Opening up conversations
Risk management should provide assurance at board or senior project team level that risks are being managed effectively. At the same time, if someone cannot achieve their objectives because they do not have the authority to carry out particular controls, it should give them the ability to have a conversation with the management level above them. It allows people to go to the right level of authority within their organization, to ask for permission to spend more time managing the risk or, in certain circumstances, even change the parameters regarding the context or objectives.
It should support decision-making for senior management as well, based on greater understanding and clarity of the risks and reasons behind controls. Again, this is often missed.
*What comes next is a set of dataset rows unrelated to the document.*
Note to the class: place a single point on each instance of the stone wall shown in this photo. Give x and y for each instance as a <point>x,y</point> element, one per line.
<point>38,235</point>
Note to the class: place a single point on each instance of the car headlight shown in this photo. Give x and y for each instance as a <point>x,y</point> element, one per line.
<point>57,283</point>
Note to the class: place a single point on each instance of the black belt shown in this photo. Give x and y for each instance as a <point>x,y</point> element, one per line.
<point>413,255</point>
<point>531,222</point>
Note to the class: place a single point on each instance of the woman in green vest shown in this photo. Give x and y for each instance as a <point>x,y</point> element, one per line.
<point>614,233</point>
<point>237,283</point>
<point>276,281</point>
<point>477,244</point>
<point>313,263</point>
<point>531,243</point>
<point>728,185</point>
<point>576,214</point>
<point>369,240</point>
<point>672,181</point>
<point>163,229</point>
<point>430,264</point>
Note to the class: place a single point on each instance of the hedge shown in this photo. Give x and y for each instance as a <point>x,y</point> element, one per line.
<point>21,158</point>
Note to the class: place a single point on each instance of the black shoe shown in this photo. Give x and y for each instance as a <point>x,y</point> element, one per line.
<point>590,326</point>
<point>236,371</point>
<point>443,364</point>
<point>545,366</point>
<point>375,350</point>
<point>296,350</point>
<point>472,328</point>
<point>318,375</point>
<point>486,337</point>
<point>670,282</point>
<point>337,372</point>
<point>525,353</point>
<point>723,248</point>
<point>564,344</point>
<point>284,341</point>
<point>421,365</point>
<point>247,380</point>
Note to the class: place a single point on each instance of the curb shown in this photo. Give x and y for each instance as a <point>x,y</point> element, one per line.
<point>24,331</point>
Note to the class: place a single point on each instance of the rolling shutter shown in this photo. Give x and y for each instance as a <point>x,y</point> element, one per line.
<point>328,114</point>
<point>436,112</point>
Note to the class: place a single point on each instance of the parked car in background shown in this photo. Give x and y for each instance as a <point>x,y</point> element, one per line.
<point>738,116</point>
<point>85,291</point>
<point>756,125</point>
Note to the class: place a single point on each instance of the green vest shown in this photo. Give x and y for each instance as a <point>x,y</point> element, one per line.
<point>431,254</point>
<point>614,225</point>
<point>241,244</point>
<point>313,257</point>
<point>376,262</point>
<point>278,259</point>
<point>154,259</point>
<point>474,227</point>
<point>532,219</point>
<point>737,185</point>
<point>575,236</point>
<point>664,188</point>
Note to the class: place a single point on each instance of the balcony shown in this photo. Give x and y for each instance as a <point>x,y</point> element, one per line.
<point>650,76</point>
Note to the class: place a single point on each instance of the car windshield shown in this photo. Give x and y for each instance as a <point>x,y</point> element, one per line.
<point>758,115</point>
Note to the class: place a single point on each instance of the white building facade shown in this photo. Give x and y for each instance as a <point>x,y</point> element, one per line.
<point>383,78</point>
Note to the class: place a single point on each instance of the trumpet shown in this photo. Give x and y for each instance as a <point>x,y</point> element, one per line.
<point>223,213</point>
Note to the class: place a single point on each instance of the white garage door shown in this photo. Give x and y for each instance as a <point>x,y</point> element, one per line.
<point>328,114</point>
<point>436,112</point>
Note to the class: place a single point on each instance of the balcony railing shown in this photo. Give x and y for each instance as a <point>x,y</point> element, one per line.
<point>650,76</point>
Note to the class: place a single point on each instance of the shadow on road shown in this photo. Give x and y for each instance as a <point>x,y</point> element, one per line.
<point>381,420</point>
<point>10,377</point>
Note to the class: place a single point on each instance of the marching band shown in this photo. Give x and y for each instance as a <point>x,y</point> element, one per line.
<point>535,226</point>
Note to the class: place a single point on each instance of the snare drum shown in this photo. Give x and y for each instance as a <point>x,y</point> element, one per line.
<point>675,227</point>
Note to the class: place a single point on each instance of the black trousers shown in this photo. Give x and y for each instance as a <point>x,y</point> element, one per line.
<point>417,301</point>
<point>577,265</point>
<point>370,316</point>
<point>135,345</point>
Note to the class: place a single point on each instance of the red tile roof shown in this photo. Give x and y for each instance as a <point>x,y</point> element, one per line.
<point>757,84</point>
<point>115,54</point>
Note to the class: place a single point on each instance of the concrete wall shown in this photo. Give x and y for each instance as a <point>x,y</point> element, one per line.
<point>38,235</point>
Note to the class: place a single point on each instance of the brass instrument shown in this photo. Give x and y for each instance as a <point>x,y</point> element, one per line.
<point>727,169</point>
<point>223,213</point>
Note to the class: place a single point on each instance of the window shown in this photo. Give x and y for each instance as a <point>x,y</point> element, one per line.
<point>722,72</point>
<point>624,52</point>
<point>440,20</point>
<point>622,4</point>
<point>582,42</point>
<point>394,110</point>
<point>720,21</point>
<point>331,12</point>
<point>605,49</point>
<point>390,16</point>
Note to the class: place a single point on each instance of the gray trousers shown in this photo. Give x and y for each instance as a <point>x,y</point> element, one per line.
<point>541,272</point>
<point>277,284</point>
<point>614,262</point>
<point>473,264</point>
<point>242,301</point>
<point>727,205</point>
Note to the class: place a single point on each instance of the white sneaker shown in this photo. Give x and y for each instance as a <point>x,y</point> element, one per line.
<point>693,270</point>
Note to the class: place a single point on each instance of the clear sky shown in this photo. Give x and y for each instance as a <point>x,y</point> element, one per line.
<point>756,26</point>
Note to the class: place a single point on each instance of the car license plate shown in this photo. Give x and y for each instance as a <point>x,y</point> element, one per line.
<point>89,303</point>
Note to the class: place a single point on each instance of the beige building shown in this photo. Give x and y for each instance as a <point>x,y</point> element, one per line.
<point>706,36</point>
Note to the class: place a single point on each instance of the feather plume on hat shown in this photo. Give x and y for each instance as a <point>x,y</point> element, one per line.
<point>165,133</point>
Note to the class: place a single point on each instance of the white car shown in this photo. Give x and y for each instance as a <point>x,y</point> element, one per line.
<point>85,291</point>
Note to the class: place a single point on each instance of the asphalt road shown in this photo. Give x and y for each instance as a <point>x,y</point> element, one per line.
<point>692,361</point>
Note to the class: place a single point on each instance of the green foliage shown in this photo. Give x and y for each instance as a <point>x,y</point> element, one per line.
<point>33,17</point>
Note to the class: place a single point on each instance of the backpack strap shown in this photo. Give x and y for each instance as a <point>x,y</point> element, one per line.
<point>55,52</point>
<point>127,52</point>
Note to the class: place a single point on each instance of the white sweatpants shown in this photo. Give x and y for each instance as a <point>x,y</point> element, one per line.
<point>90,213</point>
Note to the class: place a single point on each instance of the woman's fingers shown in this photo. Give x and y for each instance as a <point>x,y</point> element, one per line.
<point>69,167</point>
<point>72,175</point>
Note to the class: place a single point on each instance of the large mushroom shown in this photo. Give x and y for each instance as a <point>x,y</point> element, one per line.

Even when people write down the controls, it can be little more than a tick-box exercise. The key questions are: What are those controls doing? Are they managing risk? Is there support for them? What's required from senior management and how do they have assurance? Effective risk management, following the best practice outlined in M_o_R 4, can open these conversations up at all levels of an organization.
Guiding framework
Every project in every organization is different. Each must therefore consider how it will make risk management work for itself. M_o_R 4, like ISO 31000, the international standard on risk management, is a series of guidelines. It does not tell practitioners what to do. Rather, the hints, tips, tools and techniques it contains are designed to provide a guiding framework, while requiring some tailoring or customization.
Risk management is so much more than writing a risk register and thinking the job is done. M_o_R 4 is not a box-ticking set of activities - it is guidance on how to implement effective risk management in a way that suits your organization and your projects so that objectives can be met and value can be created, maintained and protected.